Johannes Frey,Lars-Peter Meyer,Natanael Arndt,Felix Brei,Kirill Bulert
DOI: https://doi.org/10.48550/arXiv.2309.17122
2023-09-29
Abstract:Large Language Models (LLMs) are advancing at a rapid pace, with significant improvements at natural language processing and coding tasks. Yet, their ability to work with formal languages representing data, specifically within the realm of knowledge graph engineering, remains under-investigated. To evaluate the proficiency of various LLMs, we created a set of five tasks that probe their ability to parse, understand, analyze, and create knowledge graphs serialized in Turtle syntax. These tasks, each embodying distinct degrees of complexity and being able to scale with the size of the problem, have been integrated into our automated evaluation system, the LLM-KG-Bench. The evaluation encompassed four commercially available LLMs - GPT-3.5, GPT-4, Claude 1.3, and Claude 2.0, as well as two freely accessible offline models, GPT4All Vicuna and GPT4All Falcon 13B. This analysis offers an in-depth understanding of the strengths and shortcomings of LLMs in relation to their application within RDF knowledge graph engineering workflows utilizing Turtle representation. While our findings show that the latest commercial models outperform their forerunners in terms of proficiency with the Turtle language, they also reveal an apparent weakness. These models fall short when it comes to adhering strictly to the output formatting constraints, a crucial requirement in this context.

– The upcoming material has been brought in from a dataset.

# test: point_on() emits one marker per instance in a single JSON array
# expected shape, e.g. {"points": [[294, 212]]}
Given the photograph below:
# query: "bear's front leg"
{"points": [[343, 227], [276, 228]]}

Artificial Intelligence,Computation and Language,Databases
What problem does this paper attempt to address?
This paper aims to evaluate the capabilities of large - language models (LLMs) in knowledge graph engineering, especially their performance in handling the Turtle serialization format of RDF (Resource Description Framework) knowledge graphs. Specifically, the paper creates a set of five tasks to explore these models' abilities in parsing, understanding, analyzing, and creating knowledge graphs represented in the Turtle format. These tasks cover different levels of complexity and can be adjusted according to the size of the problem. Through these tasks, researchers hope to understand the specific advantages and disadvantages of different LLMs in using Turtle representation in the RDF knowledge graph engineering workflow. The paper selects four commercially available LLMs (GPT - 3.5, GPT - 4, Claude 1.3, and Claude 2.0), as well as two freely available offline models (GPT4All Vicuna and GPT4All Falcon 13B) for evaluation. The evaluation results not only show the progress of the latest commercial models in using the Turtle language but also reveal their obvious weaknesses in strictly adhering to output format constraints. This finding is of great significance for knowledge graph engineering applications that require high precision and format consistency.